From a communal standpoint, we remove an enterprise that permits many individuals, on a small scale, to survive. We instead direct that to a single corporation, with investors rich enough to invest in it, who control and benefit from the profits, while those outside of it are left without input or participation.
And what about consumers? There’s no evidence currently to suggest that lab-grown meat will possess either the quality or the nutritional value of meat.
I don’t see how that would even be possible, given the disparities between pasture-raised and conventionally grown food, due to the effects that sunshine, forage, and exercise have upon meat. In fact, evidence seems to point in the opposite direction: it may look like meat or smell like meat, but it doesn’t function in our bodies like meat.
Although I believe the intentions behind lab-grown meat are good, it’s far too narrow of a vision and practice to do any good. Like many innovations in our culture, I find that it relies upon the problems that led to industrial agriculture and widespread destruction in the first place.
We believe that we can “fix” any problems we’ve created with new technology. But caring for the land can’t be solved by outsourcing our food to a factory. That comes through greater human participation in growing and accessing food - and changing our habits or perspective as a result.

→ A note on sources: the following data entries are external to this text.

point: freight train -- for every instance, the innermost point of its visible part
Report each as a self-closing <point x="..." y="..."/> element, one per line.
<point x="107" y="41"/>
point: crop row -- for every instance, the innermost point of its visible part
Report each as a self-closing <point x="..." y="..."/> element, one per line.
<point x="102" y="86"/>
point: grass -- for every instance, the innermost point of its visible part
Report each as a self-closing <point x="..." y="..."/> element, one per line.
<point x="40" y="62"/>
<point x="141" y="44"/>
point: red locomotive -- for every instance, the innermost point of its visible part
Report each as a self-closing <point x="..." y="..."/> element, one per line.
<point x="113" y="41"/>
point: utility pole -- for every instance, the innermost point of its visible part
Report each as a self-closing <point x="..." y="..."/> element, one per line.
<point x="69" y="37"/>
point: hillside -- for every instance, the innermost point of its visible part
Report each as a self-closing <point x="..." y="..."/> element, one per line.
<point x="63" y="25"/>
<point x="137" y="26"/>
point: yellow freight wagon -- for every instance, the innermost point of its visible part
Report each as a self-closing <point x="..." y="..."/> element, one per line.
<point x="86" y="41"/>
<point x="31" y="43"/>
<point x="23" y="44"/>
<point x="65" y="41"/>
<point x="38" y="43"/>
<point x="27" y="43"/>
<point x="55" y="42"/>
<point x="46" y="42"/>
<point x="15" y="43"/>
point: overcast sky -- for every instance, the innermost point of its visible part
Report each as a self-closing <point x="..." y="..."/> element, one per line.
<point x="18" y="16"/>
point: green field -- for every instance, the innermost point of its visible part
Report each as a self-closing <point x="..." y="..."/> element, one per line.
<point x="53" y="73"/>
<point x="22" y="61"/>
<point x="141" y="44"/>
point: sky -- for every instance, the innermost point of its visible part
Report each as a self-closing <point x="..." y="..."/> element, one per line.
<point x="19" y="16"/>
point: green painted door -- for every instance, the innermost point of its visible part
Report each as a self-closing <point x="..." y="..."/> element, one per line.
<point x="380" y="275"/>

We believe that food can be disconnected from the land, and grown solely for our benefit. Such a perspective ignores that we are only one participant in the process of growing food. In fact, I would argue that we are perhaps the least important part of this process.
We believe humans have an inherently negative relationship to the land, and should be removed from it. On our farm, we have a choice with land management. Should we have animals, biodiversity, and a healthy ecosystem? Or 50 acres of manicured, fossil fuel dependent, manicured golf-course-style aesthetic, devoid of life? I know which one we've chosen.
And we don't need to have a "no-human wildlife preserve" to manage land responsibly, either. Proper land management requires humility, patience, and observation. But seeing ourselves as PART of this, rather as inherent destroyers of the earth, is essential to changing our relationship with it.
Learning from indigenous practices has reminded me that food is a gift to us. It’s not grown for our benefit. It’s grown for a host of creatures and living things, and we are a part of that. To place ourselves at the center of the story, and ignore the others, contributes to greater ecological destruction.
Lab-grown meat contributes to the main character syndrome that allows us to destroy and ignore in our pursuit of convenience and pleasure. To be better participants in the natural systems we belong to, to recognize what we should contribute to the place and creatures around us, means seeing ourselves as only part of the story - not the story itself.